Omics is a powerful methodology to determine pathogenic mechanisms and detect diagnostic biomarkers. Omics analyzes biological molecules and its subcategories include genomics, transcriptomics, proteomics, and metabolomics (McShane et al., 2013). This approach provides insight into the diagnosis and pathological mechanisms of diseases. To understand the high-resolution mass spectrometry-based omics field, an extensive and deep understanding of analytic tools, such as liquid chromatography coupled with mass spectrometry (LC-MS), is required. Although thin-layer chromatography and nuclear magnetic resonance (NMR) are becoming less frequently used over time, direct combination of MS and LC-MS is the major approach employed in metabolomic studies (Cajka and Fiehn, 2014). The rapidly developing LC-MS-based metabolomic approaches are used to precisely detect the various signal variations in samples. Subsequently, computational analysis is used to distinguish only the significant metabolite signals from low effect or low abundance noise signals. A filtered and selected signal can be commonly used to compare metabolites between more than two different groups of samples. Further, this approach predicts and elucidates changes in pathways based on alterations in biological molecules and biomarkers. Metabolomics is the study of metabolites in living organs. It involves the investigation of global metabolic changes in sera and plasma, local metabolic modifications in tissues, or alterations in gut microbiome metabolism. Genes and proteins may indirectly affect changes in phenotype, whereas metabolites directly influence these changes. To understand metabolomics, MS is required to deconvolute the diverse number of metabolite groups (Roberts et al., 2008). A metabolomic approach to IBD can be informative because IBD is closely associated with genomic, environmental, and microbial factors. Moreover, the importance of the metabolomic approach on IBD was first discussed and published as a review paper (Storr et al., 2013).

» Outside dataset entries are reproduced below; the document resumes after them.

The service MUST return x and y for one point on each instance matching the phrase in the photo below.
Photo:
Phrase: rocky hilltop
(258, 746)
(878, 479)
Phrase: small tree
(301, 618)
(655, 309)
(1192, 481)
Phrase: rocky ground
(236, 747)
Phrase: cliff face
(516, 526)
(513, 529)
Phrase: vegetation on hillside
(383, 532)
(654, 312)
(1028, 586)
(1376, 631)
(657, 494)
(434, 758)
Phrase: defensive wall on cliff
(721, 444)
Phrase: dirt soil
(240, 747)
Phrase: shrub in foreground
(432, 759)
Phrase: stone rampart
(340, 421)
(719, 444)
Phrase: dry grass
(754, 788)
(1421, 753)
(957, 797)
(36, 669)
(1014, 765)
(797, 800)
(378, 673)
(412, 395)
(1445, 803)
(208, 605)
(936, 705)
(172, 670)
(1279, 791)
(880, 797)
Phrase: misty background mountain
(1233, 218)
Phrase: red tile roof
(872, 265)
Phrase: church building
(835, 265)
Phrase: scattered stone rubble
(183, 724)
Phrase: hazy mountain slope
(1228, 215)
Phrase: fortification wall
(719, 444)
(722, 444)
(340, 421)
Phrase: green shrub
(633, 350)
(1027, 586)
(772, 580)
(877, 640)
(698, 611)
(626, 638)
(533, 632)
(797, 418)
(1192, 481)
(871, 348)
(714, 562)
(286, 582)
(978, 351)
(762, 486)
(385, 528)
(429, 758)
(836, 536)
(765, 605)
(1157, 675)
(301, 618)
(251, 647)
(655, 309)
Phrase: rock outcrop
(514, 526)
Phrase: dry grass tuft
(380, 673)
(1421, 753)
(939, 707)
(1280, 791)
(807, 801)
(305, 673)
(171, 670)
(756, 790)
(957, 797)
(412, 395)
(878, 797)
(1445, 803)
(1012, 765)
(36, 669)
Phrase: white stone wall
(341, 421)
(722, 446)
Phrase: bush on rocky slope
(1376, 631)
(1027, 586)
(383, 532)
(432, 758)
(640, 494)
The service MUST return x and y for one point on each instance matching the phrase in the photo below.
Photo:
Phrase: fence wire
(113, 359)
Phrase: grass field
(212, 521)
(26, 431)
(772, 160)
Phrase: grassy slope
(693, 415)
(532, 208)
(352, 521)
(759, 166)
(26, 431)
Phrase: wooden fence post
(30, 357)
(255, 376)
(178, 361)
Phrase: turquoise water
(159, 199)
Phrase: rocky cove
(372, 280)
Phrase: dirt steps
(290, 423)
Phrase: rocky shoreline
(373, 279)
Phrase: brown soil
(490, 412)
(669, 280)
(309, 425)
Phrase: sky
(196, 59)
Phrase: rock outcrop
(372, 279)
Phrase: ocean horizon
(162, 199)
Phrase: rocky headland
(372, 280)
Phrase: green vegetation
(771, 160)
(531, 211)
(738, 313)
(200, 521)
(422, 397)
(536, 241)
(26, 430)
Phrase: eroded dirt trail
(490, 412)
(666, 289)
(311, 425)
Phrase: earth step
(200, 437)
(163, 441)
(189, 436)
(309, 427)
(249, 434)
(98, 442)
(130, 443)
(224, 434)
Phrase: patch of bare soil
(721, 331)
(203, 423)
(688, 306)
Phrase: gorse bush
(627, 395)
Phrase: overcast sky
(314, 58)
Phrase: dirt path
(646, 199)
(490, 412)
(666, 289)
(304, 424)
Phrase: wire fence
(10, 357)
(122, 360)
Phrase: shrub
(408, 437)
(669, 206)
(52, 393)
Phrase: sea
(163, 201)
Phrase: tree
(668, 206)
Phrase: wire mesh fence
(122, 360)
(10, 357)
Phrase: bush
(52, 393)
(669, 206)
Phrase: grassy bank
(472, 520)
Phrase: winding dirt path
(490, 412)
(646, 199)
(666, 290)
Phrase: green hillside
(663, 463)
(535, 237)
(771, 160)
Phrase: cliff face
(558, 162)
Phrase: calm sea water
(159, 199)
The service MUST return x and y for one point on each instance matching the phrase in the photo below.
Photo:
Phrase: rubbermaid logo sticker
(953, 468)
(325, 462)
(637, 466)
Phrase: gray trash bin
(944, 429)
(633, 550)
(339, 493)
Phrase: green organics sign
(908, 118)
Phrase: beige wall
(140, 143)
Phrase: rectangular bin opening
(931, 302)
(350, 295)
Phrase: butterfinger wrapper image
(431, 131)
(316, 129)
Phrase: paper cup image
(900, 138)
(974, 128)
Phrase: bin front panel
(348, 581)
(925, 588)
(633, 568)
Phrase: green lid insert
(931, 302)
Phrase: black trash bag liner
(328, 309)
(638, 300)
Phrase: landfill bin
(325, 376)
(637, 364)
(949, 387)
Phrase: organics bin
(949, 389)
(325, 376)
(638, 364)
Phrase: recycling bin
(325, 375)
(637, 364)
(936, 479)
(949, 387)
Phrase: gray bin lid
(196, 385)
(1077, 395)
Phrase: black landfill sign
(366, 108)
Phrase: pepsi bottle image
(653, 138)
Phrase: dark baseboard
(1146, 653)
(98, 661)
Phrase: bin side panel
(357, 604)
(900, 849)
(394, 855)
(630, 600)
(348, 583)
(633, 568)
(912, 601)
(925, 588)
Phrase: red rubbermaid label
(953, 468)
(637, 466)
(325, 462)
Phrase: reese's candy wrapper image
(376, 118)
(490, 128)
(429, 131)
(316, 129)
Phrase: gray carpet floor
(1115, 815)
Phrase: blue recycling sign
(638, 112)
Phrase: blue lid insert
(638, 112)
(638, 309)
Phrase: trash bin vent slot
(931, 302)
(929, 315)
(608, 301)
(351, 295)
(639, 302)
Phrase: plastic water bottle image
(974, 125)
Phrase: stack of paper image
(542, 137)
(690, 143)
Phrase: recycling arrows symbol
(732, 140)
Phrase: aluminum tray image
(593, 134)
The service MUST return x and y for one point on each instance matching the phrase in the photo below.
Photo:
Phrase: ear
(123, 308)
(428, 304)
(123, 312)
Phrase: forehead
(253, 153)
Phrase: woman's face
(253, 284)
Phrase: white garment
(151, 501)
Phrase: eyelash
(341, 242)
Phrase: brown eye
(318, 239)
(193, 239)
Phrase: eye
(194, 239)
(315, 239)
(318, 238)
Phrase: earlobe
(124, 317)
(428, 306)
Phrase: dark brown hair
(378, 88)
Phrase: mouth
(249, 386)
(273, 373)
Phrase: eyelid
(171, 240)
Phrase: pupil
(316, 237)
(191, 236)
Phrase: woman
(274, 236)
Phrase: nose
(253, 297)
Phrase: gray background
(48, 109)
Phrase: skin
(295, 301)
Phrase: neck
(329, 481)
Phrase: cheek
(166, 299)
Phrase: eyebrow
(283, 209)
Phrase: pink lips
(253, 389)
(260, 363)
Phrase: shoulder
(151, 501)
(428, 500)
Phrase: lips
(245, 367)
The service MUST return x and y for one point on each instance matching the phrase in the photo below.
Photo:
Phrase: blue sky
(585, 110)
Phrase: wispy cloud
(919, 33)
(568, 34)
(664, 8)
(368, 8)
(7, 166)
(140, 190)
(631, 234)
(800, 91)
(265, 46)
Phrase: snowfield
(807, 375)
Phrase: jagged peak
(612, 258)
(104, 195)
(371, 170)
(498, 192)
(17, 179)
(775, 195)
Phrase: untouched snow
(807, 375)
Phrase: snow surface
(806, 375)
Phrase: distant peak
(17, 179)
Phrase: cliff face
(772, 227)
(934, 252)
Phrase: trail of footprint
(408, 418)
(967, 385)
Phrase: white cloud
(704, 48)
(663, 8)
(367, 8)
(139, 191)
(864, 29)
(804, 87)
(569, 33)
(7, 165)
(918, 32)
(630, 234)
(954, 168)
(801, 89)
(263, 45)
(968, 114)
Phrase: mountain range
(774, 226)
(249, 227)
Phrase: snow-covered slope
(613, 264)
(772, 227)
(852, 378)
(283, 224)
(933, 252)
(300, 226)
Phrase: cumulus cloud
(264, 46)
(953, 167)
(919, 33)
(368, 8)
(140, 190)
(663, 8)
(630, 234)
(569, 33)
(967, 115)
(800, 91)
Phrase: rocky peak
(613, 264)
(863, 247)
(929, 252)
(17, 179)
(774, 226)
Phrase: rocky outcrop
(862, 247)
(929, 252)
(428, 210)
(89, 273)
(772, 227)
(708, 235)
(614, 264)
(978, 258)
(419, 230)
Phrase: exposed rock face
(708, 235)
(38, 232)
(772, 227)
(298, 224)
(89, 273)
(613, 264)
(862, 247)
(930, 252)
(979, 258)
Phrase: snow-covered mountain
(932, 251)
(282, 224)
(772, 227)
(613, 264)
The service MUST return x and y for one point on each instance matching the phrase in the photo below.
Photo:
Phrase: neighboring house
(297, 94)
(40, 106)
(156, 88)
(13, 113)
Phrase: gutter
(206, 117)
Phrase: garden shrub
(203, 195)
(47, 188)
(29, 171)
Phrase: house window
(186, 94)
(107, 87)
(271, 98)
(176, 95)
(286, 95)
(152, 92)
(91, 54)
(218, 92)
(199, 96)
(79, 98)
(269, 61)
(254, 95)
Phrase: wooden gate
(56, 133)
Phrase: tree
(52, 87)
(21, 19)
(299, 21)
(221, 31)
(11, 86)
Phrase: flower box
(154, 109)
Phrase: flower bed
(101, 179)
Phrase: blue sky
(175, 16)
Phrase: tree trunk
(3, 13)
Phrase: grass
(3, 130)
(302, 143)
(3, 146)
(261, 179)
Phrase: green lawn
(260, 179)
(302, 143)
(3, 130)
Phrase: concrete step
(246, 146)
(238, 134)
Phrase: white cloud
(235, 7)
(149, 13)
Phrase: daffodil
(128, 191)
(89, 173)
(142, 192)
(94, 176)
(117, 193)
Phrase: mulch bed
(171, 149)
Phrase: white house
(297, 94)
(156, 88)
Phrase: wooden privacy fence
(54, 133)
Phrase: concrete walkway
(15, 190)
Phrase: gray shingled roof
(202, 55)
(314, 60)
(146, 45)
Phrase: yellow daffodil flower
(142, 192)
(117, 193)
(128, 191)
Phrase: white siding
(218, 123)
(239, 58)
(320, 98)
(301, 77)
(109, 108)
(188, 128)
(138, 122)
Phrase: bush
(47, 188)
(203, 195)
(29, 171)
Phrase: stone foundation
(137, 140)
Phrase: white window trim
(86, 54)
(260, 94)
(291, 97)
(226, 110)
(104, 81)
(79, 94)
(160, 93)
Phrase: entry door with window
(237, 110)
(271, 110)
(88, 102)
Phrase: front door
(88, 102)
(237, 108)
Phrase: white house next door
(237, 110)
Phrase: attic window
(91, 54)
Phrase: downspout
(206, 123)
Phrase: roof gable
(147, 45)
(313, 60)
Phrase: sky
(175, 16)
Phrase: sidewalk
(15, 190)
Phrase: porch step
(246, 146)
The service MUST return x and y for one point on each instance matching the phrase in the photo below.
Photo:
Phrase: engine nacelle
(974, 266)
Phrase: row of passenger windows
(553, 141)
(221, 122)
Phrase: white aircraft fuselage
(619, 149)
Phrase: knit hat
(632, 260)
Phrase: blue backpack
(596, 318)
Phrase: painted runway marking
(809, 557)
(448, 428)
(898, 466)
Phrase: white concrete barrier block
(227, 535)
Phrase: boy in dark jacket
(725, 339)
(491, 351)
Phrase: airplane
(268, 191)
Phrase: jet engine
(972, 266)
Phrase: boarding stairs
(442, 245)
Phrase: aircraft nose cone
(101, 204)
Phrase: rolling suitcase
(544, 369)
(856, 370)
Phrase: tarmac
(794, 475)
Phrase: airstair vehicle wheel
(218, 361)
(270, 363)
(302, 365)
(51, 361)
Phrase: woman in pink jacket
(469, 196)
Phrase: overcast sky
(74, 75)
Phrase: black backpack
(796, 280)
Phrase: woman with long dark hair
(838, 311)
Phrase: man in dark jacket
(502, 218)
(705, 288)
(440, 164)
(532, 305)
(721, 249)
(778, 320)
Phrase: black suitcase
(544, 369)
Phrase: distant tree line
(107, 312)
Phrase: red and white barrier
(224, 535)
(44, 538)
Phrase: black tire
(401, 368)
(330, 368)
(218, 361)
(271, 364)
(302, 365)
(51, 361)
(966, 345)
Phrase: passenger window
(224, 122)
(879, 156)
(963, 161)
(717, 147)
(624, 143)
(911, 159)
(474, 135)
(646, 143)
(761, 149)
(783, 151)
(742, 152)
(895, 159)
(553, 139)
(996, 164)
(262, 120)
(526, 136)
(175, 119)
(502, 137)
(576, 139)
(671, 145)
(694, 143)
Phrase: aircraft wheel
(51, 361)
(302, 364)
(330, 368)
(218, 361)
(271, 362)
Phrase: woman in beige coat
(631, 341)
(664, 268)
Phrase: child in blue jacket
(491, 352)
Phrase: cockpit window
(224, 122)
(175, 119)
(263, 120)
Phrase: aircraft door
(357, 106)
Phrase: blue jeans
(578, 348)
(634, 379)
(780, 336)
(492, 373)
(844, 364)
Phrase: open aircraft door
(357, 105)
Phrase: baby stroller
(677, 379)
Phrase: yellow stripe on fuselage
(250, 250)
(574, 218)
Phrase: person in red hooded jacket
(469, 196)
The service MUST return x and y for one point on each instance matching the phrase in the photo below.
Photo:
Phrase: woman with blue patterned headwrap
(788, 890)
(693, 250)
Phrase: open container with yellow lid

Lipidomics is a branch of metabolomics that is being evaluated in the field of IBD research. In the field of the lipidomics, an ion peak with a unique m/z and retention time is called a feature, and this feature is matched to a broad database to identify the specific lipid. Inflammatory response is mediated by several lipid subclasses that function as cellular messengers (Han, 2016). MS identifies and separates the number of carbons present in lipid chains containing as well as double bond number and even double bond location based on lipid subclasses. A recent study established specific biomarkers related to the inflammatory response by analyzing changes in lipid metabolism (Zhang et al., 2018). Researchers have begun to test untargeted lipidomics to explain the complex interactions between lipids and IBD. A broader range of metabolites can be observed using high-resolution MS combined with omics rather than other approaches. The present systematic review explores current progress in lipidomics-based IBD research and proposes novel research directions using this approach. This review also underscores the value of lipidomics in establishing IBD pathogenesis.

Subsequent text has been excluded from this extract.